I am using a google deep learning VM from google marketplace and I opted for a NvdiaK80 GPU. I am trying to train an object detection model using object detection API. However, I notice that tensorflow is not using GPU by default(code to check is below)
My assumption here is that this instance comes with all the required NVIDIA drivers so it's not a driver related problem.
Further investigation showed that I had 2 installations of Tensorflow (tensorflow 1.12.0 and tensorflow-GPU 1.12.0). So I uninstalled the CPU version. However it still does not help.
I used the code below to check if tensorflow is using GPU
from tensorflow.python.client import device_lib
print(device_lib.list_local_devices())
For reference, I am using the below code for object detection training which is running fine on the deep learning VM but is not using GPU.

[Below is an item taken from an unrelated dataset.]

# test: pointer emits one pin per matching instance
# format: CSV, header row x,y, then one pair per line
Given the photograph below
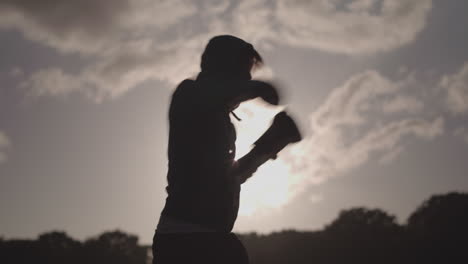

python $Tensor_path/legacy/train.py --logtostderr --
train_dir=$Train_path/training/ --
pipeline_config_path=$Train_path/training/
ssd_inception_v2_pets.config
Output(I would have expect the GPU device specifics that is being used)
[name: "/cpu:0"
device_type: "CPU"
memory_limit: 268435456
locality {
}
incarnation: 18292259467280600161
]
I was able to resolve this by deleting the old instance and starting fresh with a new instance. My guess is the tensorflow GPU installation got corrupted while installing object detection API. Followed the steps here to install https://cloud.google.com/solutions/creating-object-detection-application-tensorflow
And most likely this line is the culprit
pip install --upgrade
https://storage.googleapis.com/tensorflow/linux/cpu/tensorflow-1.1.0-cp27-none-
linux_x86_64.whl